Lorsqu’une pandémie survient, parmi les questions qu’on se pose dès le départ il y a l’impact qu’elle aura sur la santé publique, l’économie et la société. D’autres questions clés touchent les priorités de réponse des gouvernements et des ménages.
L’alimentation est au cœur de ces deux séries de questions. D’une part, l’accès à une alimentation suffisante et nutritive est menacé. D’autre part, se concentrer sur la nourriture offre des options prometteuses de réponse à la pandémie.
Les rapports de divers pays soulignent les préoccupations concernant l’impact de la Covid-19 et des mesures de riposte à la pandémie sur les approvisionnements alimentaires, que ce soit en raison de pénuries, de hausse des prix ou d’un manque de fonds. Même dans les pays riches, l’inquiétude face à d’éventuelles pénuries a conduit à une accumulation de stocks, tandis que les pertes d’emplois à grande échelle laissent de nombreuses personnes inquiètes quant à leur capacité à se nourrir.
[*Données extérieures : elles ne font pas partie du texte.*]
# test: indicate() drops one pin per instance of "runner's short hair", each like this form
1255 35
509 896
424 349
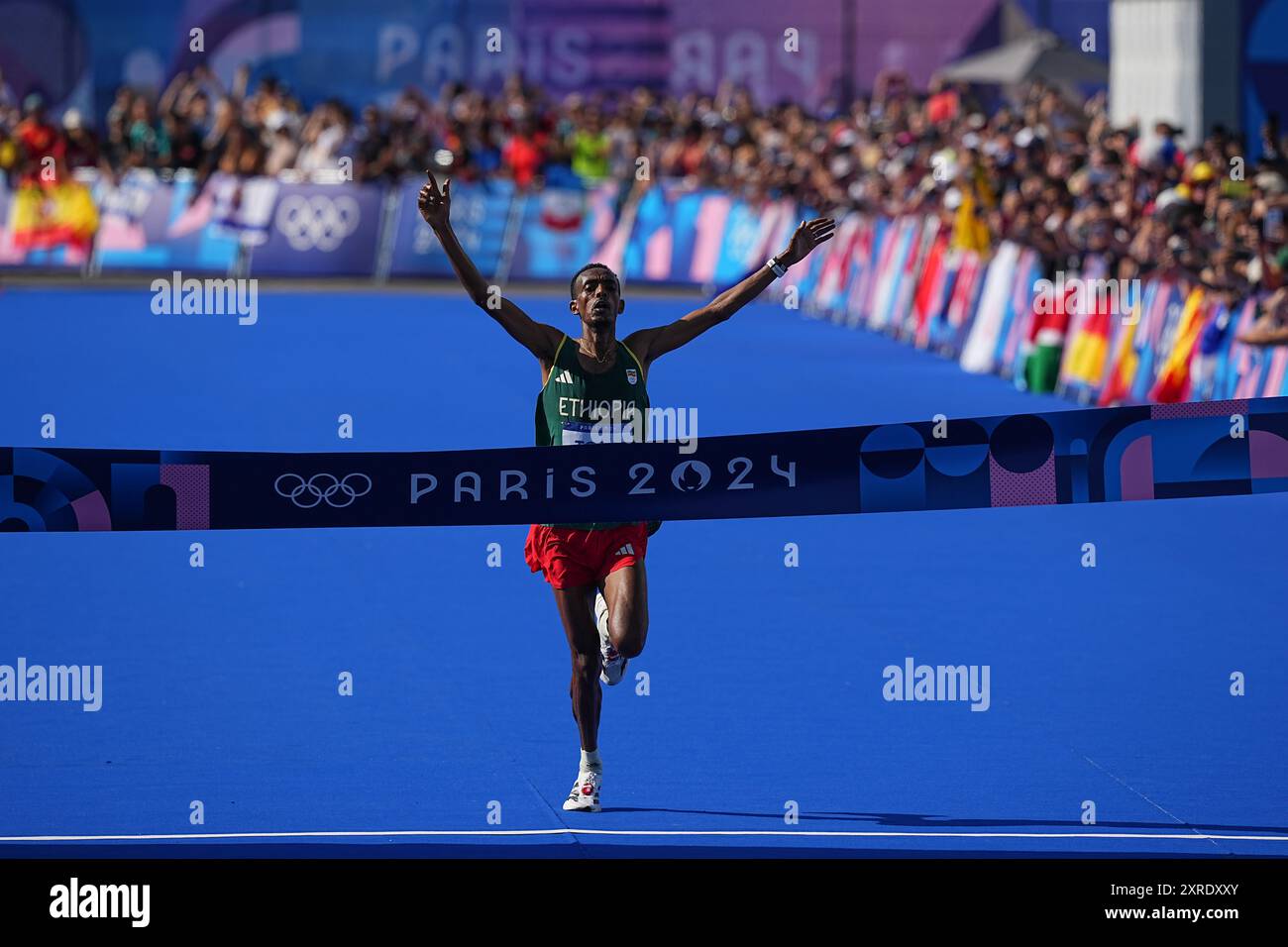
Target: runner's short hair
572 286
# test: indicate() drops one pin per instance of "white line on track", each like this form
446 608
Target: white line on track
1186 836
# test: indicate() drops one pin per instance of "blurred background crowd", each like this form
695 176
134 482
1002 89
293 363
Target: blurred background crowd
1038 169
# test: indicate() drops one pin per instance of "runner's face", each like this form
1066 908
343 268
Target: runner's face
597 300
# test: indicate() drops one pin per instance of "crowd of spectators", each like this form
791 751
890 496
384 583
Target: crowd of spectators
1044 170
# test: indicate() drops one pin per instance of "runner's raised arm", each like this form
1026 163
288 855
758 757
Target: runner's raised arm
540 339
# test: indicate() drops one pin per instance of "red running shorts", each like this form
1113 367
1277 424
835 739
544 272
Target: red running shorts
570 558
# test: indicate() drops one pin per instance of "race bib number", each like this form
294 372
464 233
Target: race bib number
600 432
578 433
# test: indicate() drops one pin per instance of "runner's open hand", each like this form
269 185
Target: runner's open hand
809 235
436 205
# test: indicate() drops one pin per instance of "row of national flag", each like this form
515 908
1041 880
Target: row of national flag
1083 335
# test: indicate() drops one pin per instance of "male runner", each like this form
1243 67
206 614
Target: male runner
596 570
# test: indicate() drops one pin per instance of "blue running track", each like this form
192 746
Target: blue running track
1108 684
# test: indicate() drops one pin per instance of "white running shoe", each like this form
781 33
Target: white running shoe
612 665
585 792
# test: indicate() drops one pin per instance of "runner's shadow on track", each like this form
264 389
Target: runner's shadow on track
915 821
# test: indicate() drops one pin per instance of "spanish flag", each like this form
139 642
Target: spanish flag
1124 371
1173 377
51 215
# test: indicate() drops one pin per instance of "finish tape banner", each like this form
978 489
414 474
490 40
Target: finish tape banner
1094 455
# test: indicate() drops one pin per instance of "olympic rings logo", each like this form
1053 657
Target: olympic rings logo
318 222
331 486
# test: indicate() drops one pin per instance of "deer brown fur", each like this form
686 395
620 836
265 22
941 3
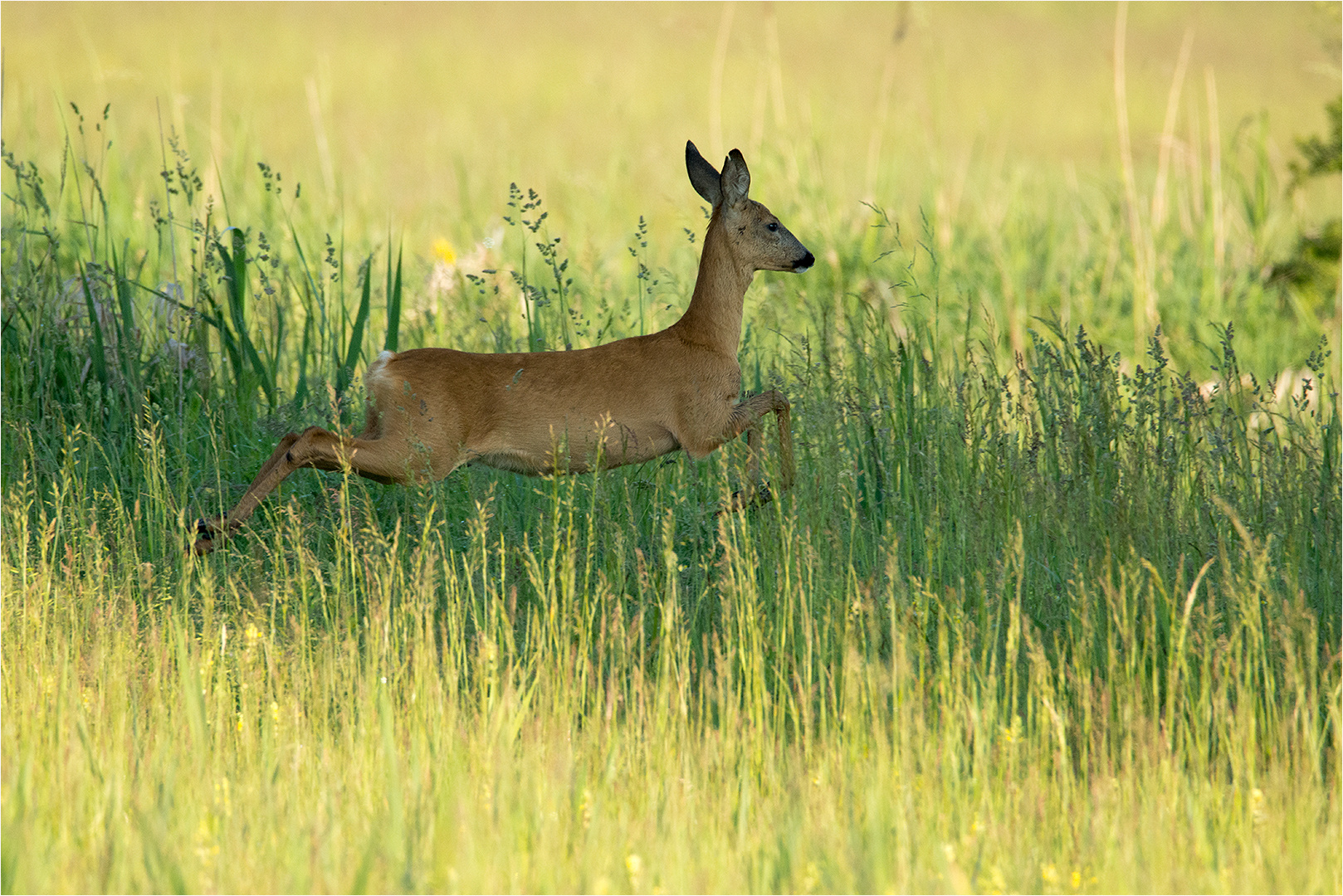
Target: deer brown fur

Dans certains pays en développement, le spectre de la faim se profile. En juillet 2020, Oxfam a rapporté que la Covid-19 aggravait la faim dans les zones à risque actuelles, tout en créant de nouveaux « hotspots ». Le rapport a également suggéré que la pandémie pourrait porter le « coup de grâce » à beaucoup de gens. Ceux engagés dans l’économie informelle sont parmi les plus touchés, en particulier les personnes vivant dans les zones urbaines qui consacrent la majeure partie de leur revenu quotidien à l’achat de nourriture.
Un rapport récent du Programme alimentaire mondial (PAM) a suggéré que la Covid-19 aggrave l’insécurité alimentaire mondiale, car l’impact économique de la pandémie s’ajoute aux problèmes de sécurité alimentaire préexistants. Selon les estimations, 272 millions de personnes sont en situation d’insécurité alimentaire en raison des effets aggravants de la pandémie. Dans un entretien ultérieur, le directeur du PAM a fait part de ses craintes que des millions de personnes « marchent vers la famine » citant la pandémie comme une cause clé.
Au cours de ces dernières années, nous avons mené des recherches dans les pays du sud sur la sécurité alimentaire, l’agriculture, la santé publique et l’environnement. Cette expérience nous amène à croire que se concentrer sur l’alimentation permettrait de réduire les risques encourus par les ménages et les pays, même dans une situation de pandémie où l’accès à la nourriture est clairement menacé.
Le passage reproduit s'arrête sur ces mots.